La métaphore exprime une similitude entre deux choses qui ne sont pas de même nature. C’est une figure de style, c’est-à-dire une façon de s’exprimer qui s’écarte des codes habituels, s’appuyant sur une analogie pour établir une relation entre deux choses. Les métaphores sont fréquemment utilisées dans la vie courante : « ce n’est pas ma tasse de thé », « tomber dans les pommes », « passer une nuit blanche », « avoir la main verte »…
La métaphore réfère à une analogie implicite. Elle se différencie de la comparaison qui relève d’une analogie explicite. Lorsqu’une patiente, au décours d’un parcours de procréation médicalement assistée (PMA) déclare : « Mon utérus est un cimetière », il s’agit alors d’une comparaison imagée. L’usage qu’en fera le thérapeute sera identique à celui de la métaphore, à savoir son intégration dans le travail en hypnose.

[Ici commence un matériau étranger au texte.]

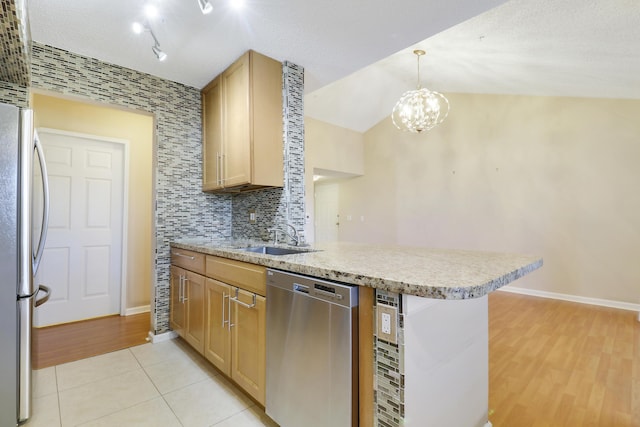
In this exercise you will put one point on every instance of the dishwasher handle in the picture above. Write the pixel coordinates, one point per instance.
(301, 288)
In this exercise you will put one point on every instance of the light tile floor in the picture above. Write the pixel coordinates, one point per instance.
(165, 384)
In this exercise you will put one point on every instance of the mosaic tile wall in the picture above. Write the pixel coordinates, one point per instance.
(182, 209)
(389, 369)
(275, 206)
(11, 93)
(15, 42)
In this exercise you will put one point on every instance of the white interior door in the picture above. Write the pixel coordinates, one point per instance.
(327, 218)
(83, 256)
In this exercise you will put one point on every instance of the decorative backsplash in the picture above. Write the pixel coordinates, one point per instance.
(279, 205)
(389, 369)
(15, 43)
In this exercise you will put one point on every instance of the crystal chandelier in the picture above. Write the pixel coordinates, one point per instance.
(421, 109)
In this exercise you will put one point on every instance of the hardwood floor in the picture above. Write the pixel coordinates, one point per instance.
(557, 363)
(58, 344)
(551, 363)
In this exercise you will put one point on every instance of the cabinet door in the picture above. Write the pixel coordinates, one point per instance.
(212, 119)
(177, 309)
(217, 348)
(248, 341)
(237, 120)
(194, 334)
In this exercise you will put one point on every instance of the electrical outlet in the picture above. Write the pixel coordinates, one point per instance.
(387, 322)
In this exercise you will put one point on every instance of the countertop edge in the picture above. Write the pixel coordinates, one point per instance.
(296, 264)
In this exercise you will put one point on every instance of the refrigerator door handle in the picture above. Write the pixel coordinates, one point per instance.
(45, 209)
(45, 298)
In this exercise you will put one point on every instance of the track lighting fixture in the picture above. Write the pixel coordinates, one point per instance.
(205, 6)
(139, 28)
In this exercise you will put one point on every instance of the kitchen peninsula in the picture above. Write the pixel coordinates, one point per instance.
(434, 369)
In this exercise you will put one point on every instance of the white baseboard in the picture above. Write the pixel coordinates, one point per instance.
(573, 298)
(137, 310)
(154, 339)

En 2010, Bioy démontre que l’hypnose, toutes pratiques confondues, s’appuie sur les processus analogiques du discours. Suite à cela, il émet l’hypothèse que grâce à l’usage de la métaphore, le patient accède à ses propres constructions psychiques, avec en plus la perspective d’un « dénouement » pressenti. Selon François Roustang, cette dynamique psychique se doit d’inclure une dynamique physique car le mouvement du corps vient matérialiser, signer le mouvement psychique voire le changement…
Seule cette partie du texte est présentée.